In his presentation, Dr. Os Guinness maintained that our engagement with culture has been a losing battle, much due to the philosophical paradigm of modernism that Western Christianity helped to create.

Guinness warned of the distortions modernity has imposed on religion, but especially on Christianity. “Modernity has done more damage to the Christian faith than all the Christian persecutors in Christian history,” he said, noting this worldview’s fragmenting effect on individuals in society. “Many people have not only different hats in different places, but different souls. And faith is not compartmentalized.” He further argued that this has caused belief “to become not an authority, but a preference,” in which “the Lordship of Christ is denied.”

Relating this fragmentation of values to the church’s role in the public arena, he warned: “We must choose our stance in public life with care.” The U.S. as a nation has swung from a “privately engaging, [but] publicly irrelevant” faith mid-century to a faith that’s highly public, but privately inadequate. As an example, he cited the 2004 elections in which Catholic hierarchy considered withholding sacraments from members of Congress who were privately pro-life, but publicly pro-choice.

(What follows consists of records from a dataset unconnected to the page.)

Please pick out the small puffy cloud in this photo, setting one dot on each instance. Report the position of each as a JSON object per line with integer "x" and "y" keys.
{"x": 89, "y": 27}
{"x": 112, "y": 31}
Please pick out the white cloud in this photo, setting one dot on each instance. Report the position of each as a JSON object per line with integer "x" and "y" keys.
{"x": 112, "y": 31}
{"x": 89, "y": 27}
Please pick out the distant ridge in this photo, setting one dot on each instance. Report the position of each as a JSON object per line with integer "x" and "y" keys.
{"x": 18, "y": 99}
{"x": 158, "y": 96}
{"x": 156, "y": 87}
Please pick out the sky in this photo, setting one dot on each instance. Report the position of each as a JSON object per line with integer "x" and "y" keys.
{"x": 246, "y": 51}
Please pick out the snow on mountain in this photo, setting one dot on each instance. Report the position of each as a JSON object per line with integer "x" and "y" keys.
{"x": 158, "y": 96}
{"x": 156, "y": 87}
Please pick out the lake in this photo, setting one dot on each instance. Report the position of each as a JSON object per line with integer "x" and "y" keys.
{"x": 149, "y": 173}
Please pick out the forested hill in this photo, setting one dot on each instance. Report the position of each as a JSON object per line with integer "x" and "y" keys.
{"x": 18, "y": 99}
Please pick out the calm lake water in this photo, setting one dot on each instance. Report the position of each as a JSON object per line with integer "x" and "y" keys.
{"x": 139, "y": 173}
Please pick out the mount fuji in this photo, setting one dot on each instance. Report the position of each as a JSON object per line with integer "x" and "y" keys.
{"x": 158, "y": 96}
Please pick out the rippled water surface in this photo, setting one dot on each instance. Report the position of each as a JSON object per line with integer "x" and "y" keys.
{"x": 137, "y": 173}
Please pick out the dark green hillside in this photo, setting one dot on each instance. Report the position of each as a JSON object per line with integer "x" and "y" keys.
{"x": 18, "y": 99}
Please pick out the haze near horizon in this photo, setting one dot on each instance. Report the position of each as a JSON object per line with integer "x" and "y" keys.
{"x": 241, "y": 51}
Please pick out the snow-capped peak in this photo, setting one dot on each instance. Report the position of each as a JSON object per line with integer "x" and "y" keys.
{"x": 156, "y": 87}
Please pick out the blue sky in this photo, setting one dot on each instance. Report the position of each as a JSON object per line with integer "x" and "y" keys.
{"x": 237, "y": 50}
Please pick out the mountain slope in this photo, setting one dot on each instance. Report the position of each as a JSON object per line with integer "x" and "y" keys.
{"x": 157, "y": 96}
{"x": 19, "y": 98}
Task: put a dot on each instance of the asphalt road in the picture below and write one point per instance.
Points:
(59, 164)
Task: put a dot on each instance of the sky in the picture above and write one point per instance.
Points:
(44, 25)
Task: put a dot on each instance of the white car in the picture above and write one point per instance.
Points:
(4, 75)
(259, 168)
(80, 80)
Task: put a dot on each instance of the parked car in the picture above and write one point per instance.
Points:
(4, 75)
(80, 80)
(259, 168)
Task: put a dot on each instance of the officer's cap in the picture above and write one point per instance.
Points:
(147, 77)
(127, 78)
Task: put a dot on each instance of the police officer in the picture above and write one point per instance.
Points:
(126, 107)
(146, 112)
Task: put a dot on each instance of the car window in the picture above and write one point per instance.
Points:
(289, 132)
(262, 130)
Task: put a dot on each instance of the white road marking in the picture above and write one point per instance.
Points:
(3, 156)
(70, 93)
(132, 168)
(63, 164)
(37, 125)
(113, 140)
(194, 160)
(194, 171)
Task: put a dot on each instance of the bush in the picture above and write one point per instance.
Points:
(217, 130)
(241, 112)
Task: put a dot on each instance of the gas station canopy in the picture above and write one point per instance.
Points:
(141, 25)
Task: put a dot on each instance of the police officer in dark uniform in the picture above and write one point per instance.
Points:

“I personally thank God for the decline of the Religious Right. I’ve attacked it for 30 years,” quipped Guinness, referencing his distaste for the way politicians have often used their religious affiliations to either garner support or direct public policy initiatives. “Politics is downstream from many of the sources of the ideas in our culture. They [public policy leaders] asked politics to do what politics simply can’t do.”

Like Jenkins, Guinness responded to the shift in spiritual gravity from the West to the South with optimism and promise. “The Global South is almost completely pre-modern. So they have yet to face the challenges that have undermined us in the West,” he said, “but their challenge will come to them. And our privilege is to teach them how we have failed.”

Eric LeMaster is a research intern at UMAction in Washington D.C.